(CN) - Europe's highest court ruled Wednesday that changes made to France Telecom's pension scheme when the company went public 20 years ago gave it an advantage over its competitors.
In 1996, French law converted France Telecom - now known as Orange - into a public limited company ahead of its listing on the stock exchange. Consequently, the company set its contribution to France for employee pensions at the same rate its competitors pay into social security and other benefits taxes, and also made a one-time payment of about $6 billion for future retirement costs.
Years later, the European Commission found the financing measure complied with competition rules, but conditionally: the measure constituted state aid because it temporarily reduced France Telecom's contribution to France during the conversion, and what it did pay was actually less than what its competitors paid into the social security scheme.
Specifically, the financing measure didn't pay into the unemployment scheme since France Telecom employees were considered government employees at the time and couldn't be fired under French law. But the commission ordered France to include financing of risks not shared by France Telecom employees and the competition's employees in order to level the playing field.

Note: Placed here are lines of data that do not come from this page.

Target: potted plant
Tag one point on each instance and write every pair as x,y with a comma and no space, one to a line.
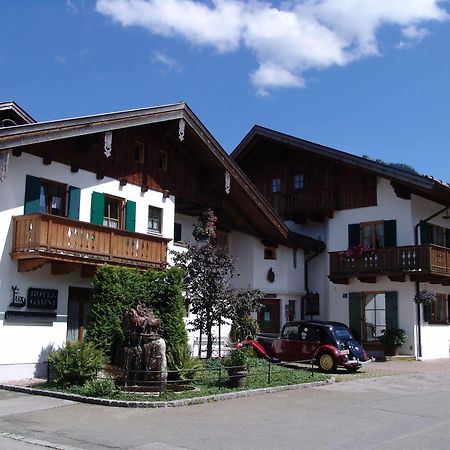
236,364
392,339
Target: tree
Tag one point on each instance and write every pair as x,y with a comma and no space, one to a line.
209,269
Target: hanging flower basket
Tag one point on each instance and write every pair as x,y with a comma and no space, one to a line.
425,297
357,251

France Telecom appealed to the European General Court seeking to annul the commission's finding that the financing measure constituted state aid. The court declined, leading to a final appeal before the European Court of Justice.

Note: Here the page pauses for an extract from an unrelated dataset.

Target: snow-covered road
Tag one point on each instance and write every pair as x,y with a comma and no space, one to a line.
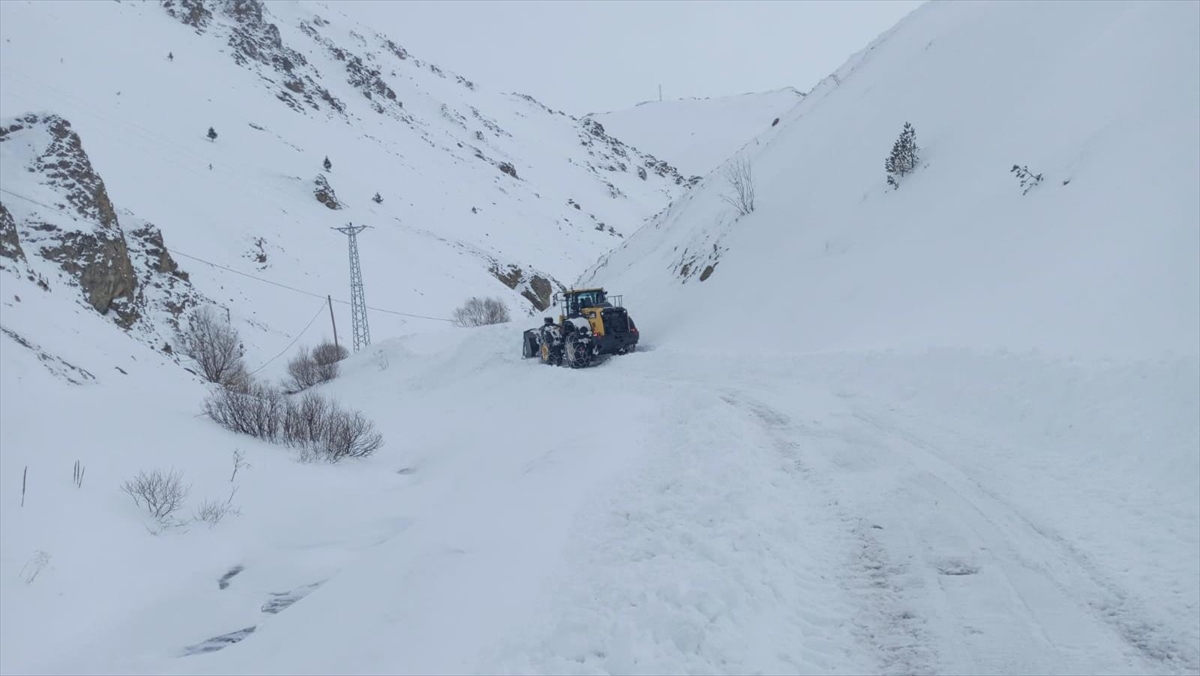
677,512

In a 9-page ruling issued Wednesday, the Luxembourg-based high court said because the arrangements for France Telecom's retirement pensions - involving civil servants - are different than those of its competitors in the private sector, the funding measure reduced the company's social security costs and conferred an economic advantage.
Furthermore, the high court found the advantage was selective since the law creating the funding measure only applied to France Telecom and could have distorted competition. And as to the $6 billion payment to fund future costs, the court held it wasn't designed equalize the company's contributions and social security costs paid by its competitors and cannot be considered to have done so.